We have implemented OAuth using IndentityServer and Owin self hosted web API's. Whenever a client tries to access our authenticated endpoints we use Microsoft.Owin.Security.OpenIdConnect middleware to intercept and redirect the call to the IndentityServer for authentication. In the case of an API call we do not want to return 302, but instead a 401 with a location header with the url of the IdentityServer. We can get the OWIN middleware to return a 401 by setting 

AuthenticationMode = AuthenticationMode.Passive

but we're unable to add a location header. How do we accomplish this? We have tried setting the header (see code below), but it doesn't work. It seems the response is build internally by the middleware.

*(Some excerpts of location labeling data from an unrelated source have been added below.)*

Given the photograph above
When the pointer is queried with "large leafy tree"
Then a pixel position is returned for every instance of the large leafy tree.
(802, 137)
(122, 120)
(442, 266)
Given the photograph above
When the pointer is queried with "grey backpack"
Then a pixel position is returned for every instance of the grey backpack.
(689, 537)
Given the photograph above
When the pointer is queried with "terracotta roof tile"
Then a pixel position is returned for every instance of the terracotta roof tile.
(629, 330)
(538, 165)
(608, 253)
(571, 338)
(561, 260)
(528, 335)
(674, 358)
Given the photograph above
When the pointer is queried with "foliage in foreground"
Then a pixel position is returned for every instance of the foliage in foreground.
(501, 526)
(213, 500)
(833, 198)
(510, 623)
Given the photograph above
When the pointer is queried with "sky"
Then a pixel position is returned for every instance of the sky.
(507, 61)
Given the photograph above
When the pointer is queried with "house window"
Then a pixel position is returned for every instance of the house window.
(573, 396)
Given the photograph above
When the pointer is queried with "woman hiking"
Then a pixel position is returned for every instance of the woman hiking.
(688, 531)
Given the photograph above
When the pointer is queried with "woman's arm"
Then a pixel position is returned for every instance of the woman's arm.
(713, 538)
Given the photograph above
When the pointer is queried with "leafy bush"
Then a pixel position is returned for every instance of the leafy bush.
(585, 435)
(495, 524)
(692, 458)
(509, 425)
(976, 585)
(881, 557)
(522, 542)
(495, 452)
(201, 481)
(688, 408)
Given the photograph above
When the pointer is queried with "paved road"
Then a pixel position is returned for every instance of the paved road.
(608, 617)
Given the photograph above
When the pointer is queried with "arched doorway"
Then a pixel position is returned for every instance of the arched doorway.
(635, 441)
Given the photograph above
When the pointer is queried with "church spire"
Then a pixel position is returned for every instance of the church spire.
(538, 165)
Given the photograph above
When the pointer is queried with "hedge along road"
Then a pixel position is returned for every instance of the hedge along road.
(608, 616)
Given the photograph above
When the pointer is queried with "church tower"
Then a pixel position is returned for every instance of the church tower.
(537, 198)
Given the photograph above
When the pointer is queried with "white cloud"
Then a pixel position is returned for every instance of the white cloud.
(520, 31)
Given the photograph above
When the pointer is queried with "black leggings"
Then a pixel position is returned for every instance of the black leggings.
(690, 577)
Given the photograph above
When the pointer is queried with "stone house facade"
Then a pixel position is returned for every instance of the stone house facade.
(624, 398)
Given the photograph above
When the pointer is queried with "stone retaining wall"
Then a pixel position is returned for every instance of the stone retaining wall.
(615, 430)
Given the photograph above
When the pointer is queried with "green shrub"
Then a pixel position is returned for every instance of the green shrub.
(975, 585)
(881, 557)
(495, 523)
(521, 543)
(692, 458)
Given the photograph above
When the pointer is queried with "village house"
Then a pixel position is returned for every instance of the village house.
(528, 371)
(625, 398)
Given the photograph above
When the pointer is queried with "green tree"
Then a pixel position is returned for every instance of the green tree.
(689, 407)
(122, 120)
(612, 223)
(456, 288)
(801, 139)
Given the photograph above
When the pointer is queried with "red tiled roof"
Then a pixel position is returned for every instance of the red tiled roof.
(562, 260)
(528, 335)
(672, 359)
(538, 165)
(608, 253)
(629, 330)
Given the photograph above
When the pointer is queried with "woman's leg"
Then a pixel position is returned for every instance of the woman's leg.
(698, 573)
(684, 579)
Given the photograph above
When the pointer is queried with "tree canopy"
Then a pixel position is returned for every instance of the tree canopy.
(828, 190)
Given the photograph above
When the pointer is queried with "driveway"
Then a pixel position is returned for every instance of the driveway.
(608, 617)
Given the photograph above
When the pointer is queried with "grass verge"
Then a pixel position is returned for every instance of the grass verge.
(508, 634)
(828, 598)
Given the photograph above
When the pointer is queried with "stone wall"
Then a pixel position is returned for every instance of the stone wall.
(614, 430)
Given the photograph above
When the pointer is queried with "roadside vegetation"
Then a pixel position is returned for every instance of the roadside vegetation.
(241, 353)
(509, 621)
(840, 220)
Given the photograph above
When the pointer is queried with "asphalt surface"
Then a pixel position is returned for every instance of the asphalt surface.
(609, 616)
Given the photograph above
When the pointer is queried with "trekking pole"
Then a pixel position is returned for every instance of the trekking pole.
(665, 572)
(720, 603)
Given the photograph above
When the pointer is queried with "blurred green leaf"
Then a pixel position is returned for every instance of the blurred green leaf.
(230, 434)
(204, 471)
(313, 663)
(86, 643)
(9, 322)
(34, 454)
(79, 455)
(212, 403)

appBuilder.UseOpenIdConnectAuthentication(new OpenIdConnectAuthenticationOptions
            {
                Authority = idSrvUri.ToString(),
                AuthenticationType = WebServiceConstants.OAuthAuthType,
                ClientId = "beocloud",
                Scope = "openid profile roles",
                ResponseType = "id_token token",
                AuthenticationMode = AuthenticationMode.Passive,
                SignInAsAuthenticationType = WebServiceConstants.OAuthAuthType,
                UseTokenLifetime = false,


                Notifications = new OpenIdConnectAuthenticationNotifications
                {
                    RedirectToIdentityProvider = n =>
                    {
                        if (n.ProtocolMessage.RequestType == OpenIdConnectRequestType.AuthenticationRequest)
                        {
                            n.ProtocolMessage.RedirectUri = n.Request.Scheme + "://" + n.Request.Host + "/";
                            n.Response.Headers.Add("Location", new []{n.ProtocolMessage.CreateAuthenticationRequestUrl()});
                        }

                        if (n.ProtocolMessage.RequestType == OpenIdConnectRequestType.LogoutRequest)
                        {
                            var idTokenHint = n.OwinContext.Authentication.User.FindFirst("id_token");

                            if (idTokenHint != null)
                            {
                                n.ProtocolMessage.IdTokenHint = idTokenHint.Value;

                            }
                        }

                        return Task.FromResult(0);
                    }
                }
            });
        }
Solution

  • This is the problem hosting a Web API along side your MVC code -- you're using the wrong security middleware for the API side of it. The OIDC middleware assumes the HTTP calls are from a browser window that it can redirect.

    I'd suggest splitting your API into a separate host and pipeline and use a token-based security architecture and middleware. We have lots of samples of this pattern on the github repo.